Unfortunately, the past nine years has seen us leave our wonderful home, family and friends in Rhode Island and move to Texas to fight my wife’s aggressive, single-minded (though unfathomably suicidal) breast cancer, forced my children to uproot their lives and face parental mortality sooner than should be required and witnessed the various medical afflictions with which our beloved dog has had to endure (from blindness in one eye due to a retinal detachment, to emergency surgery to save the other, to two tibial plateau leveling osteotomies following two ruptured cranial cruciate ligaments, to surgery and radiation for a cancerous tumor in his neck).  In short, the life we had planned vaporized with the unwelcomed arrival of that insidious cancer and we have done our best to remain a family, drawing strength from each in our times of weakness under some unnecessarily painful and harrowing conditions. My wife fights on, my children pursue their lives and Delbow continues to offer his boundless affection.

It is against this backdrop that I share with you now my vexations at the way in which dogs are treated here in Texas (or at least in the area I travel daily to and from work). Not a week seems to elapse without my seeing the body of a dog lying by the side of the road. My anger comes in waves, my heart breaking.  Unanswerable questions flood my mind.  What home did this dog belong to? What must the family be thinking? Do they know their dog is missing? Do they know he is dead? Are there children in the home, facing the loss of their beloved boon companion? How could they not have secured their dog? Did he escape by accident? Did someone leave the door or gate open and now must endure the timeless misery of guilt?  Why does he lie there, day after day? Does no one care to retrieve him?

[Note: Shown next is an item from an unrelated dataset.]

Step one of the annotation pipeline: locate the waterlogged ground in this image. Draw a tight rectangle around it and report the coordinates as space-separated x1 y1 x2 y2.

Sometimes the dog looks like he simply put his head down on the side of the road and slipped into a peaceful eternal slumber.  Other times, the carnage left by the accident leaves me hoping that pain was inhibited at the moment of impact. Either way, there is no excuse for these creatures to remain in their final repose for weeks on end. Soon bloated and fetid, and eventually transforming into a fur bag holding only bones, accumulating the dust and road grime wafting ever over them each day, they seem to linger there, pleading for exemption, crying in silent strains for finality as I hurry on my way, unable to avoid the scene, unable to look away.  Like some highway of death, this well-traveled road tears anew the gash in my heart every time I see the next victim.  Left there to die, and just left there.  Will I become accustomed to this over time?  Will I no longer see death’s hand by the side of the road?  Will I no longer have all of these questions surge through my mind?  I hope not. To have your heart broken requires a heart to begin with and and while mine tears anew, I defend against the nerve dulling scars and callouses that repetition imparts.  I am grateful for my Delbow and yearn to get home to give back to him that which he freely offers.